Além desses aspectos, é importante considerar ainda que a instucionalização da
educação para a infância foi se desenvolvendo na medida em que o próprio contexto sócio-
econômico passou a promover mudanças no âmbito das famílias, levando a necessidade de
assistência essas crianças. Para Andrade (2011), o advento das instituições de educação infantil
está relacionado ao surgimento da escola e do pensamento moderno, o que ocorreu por volta
dos séculos XVI e XVII. Ela se relaciona também a mudança nas exigências educativas
provocadas pelas transformações resultantes da sociedade industrial e suas relações produtivas.
Essas alterações oriundas do desenvolvimento da sociedade industrial fizeram com que
a mulher passasse a ocupar um novo papel dentro da estrutura familiar, deixando de ser
simplesmente a cuidadora do lar e dos filhos e ingressasse efetivamente no mercado de trabalho.

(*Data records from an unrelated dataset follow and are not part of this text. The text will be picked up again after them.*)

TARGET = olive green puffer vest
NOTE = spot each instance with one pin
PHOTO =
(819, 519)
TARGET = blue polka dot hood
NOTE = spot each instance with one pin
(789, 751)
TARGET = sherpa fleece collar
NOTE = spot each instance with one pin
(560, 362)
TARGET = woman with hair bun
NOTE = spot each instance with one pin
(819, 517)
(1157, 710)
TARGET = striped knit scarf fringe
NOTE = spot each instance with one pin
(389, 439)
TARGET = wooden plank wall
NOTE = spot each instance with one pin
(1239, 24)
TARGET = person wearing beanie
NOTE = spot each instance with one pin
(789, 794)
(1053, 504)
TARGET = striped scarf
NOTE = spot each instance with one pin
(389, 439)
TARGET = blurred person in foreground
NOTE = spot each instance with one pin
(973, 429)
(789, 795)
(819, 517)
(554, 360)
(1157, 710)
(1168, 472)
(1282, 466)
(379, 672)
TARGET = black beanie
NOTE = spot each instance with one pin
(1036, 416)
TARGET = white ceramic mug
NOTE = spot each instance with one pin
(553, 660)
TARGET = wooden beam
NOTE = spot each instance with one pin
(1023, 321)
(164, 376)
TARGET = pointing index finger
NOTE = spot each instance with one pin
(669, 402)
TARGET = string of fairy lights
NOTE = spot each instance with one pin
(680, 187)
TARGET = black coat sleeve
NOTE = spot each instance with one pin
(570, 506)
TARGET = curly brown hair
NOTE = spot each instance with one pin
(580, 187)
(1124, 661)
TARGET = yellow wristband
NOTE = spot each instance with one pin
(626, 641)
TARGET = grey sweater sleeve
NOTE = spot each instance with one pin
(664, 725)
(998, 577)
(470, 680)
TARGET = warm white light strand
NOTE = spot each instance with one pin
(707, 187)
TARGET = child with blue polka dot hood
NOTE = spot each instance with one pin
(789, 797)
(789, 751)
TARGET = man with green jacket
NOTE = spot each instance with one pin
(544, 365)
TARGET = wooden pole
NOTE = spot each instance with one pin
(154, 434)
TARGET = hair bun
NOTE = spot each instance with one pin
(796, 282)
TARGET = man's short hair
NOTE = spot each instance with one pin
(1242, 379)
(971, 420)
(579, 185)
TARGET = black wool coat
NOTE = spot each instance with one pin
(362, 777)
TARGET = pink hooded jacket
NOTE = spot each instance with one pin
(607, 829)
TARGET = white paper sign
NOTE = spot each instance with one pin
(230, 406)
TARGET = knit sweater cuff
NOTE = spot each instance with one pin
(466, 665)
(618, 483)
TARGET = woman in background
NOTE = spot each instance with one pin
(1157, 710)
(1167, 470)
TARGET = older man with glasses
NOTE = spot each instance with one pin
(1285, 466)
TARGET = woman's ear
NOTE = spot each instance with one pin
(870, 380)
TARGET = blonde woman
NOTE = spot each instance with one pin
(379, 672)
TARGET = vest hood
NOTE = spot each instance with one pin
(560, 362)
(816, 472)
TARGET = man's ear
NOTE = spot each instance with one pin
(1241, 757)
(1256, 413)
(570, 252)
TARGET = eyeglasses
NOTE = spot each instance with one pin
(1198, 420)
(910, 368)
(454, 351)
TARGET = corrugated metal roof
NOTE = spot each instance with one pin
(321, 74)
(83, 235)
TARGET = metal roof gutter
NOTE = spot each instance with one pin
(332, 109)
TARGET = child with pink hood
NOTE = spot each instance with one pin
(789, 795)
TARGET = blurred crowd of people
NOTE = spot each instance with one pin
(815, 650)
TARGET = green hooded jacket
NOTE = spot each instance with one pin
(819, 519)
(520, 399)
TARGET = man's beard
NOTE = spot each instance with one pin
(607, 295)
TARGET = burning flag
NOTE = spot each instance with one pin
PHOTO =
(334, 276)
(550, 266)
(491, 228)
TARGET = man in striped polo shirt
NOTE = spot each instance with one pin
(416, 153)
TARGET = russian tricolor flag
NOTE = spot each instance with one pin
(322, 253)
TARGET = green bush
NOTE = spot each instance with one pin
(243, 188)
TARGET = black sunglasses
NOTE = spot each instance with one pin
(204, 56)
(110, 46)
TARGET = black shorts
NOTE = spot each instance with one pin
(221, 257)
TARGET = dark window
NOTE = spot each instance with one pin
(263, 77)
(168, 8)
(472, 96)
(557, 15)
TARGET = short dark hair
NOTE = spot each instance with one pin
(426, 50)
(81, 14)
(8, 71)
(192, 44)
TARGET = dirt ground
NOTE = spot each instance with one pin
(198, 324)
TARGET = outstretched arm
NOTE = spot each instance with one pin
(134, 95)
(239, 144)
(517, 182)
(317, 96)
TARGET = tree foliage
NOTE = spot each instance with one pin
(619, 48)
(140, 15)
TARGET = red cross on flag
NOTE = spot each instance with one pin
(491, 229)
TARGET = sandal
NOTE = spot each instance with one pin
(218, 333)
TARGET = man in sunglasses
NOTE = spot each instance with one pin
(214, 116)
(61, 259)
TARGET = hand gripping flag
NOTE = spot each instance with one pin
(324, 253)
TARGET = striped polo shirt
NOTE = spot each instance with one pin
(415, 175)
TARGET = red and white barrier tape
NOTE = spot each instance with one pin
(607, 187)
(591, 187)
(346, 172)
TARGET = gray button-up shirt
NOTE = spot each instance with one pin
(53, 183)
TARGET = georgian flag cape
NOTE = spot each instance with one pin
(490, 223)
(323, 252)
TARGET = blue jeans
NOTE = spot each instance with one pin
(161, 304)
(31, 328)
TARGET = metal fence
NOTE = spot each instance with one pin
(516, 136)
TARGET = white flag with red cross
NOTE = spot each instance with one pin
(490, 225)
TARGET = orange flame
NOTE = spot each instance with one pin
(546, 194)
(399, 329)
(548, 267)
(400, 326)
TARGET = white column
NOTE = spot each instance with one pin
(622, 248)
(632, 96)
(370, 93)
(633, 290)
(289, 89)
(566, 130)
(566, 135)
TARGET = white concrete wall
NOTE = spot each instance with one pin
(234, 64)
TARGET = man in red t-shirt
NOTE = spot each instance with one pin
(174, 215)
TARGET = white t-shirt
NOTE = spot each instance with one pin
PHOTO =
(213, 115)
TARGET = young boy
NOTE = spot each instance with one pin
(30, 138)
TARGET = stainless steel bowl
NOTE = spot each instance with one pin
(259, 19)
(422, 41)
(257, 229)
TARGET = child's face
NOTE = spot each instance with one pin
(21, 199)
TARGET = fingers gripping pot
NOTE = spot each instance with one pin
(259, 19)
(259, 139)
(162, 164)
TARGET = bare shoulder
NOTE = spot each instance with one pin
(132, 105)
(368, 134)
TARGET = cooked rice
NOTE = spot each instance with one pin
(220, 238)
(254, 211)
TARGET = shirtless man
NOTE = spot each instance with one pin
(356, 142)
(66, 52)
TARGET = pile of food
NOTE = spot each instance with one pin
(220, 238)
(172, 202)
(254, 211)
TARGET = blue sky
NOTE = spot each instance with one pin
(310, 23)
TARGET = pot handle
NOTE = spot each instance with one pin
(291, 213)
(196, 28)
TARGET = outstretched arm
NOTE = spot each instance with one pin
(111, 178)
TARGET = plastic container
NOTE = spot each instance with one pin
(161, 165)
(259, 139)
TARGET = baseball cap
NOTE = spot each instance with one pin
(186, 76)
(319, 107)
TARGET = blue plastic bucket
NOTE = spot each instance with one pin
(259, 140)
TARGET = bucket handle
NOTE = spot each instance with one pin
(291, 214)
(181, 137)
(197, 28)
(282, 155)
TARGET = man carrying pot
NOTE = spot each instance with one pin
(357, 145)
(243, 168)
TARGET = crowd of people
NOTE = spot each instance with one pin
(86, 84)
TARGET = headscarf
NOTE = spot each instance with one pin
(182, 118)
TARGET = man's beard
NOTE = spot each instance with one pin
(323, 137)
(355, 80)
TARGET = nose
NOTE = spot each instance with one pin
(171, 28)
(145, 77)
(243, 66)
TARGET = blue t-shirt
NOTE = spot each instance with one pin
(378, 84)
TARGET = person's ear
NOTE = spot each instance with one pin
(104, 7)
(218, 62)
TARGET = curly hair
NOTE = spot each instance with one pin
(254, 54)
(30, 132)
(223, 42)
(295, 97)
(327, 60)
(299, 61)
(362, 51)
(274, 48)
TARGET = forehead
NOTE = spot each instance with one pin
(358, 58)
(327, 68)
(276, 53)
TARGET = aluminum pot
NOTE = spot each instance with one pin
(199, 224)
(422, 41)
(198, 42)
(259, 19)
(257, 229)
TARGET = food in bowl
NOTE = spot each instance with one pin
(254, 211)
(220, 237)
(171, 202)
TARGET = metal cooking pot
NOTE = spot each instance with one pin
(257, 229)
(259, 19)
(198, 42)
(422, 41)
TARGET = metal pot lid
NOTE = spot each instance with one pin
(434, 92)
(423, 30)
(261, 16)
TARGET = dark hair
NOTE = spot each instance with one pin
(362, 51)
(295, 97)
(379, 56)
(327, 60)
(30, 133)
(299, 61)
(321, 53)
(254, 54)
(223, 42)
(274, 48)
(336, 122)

Essa saída da figura feminina do ambiente doméstico e sua inclusão no mercado de trabalho fez
com que se demandasse a oferta por instituições que pudessem cuidar dos filhos dessas mães
trabalhadores durante o seu expediente de trabalho. (KUHLMANN JR., 2010)
Destaca-se ainda outra instituição voltada para o atendimento às crianças na primeira
infância conforme Oliveira (2002), os jardins de infância. Se por um lado as crianças filhas de
mães trabalhadoras fossem encaminhadas para as creches para assistência e cuidados durante o
período de trabalho dessas mulheres, aos filhos de pessoas com maior capacidade econômica
era reservado outro tipo de instituição, os jardins de infância, que se caracterizam como por ser
uma instituição educativa por excelência enquanto as creches prestavam somente um papel de
assistência, sem a realização de atividades educativas.
Nascimento (2015) afirma que uma das características da educação infantil nesse
período era que, de forma geral, não existia qualquer participação do Estado seja na implantação
ou no funcionamento dessas instituições, de modo que por muitos anos essa tarefa ficou a cargo
de entidades filantrópicas, religiosas e privadas.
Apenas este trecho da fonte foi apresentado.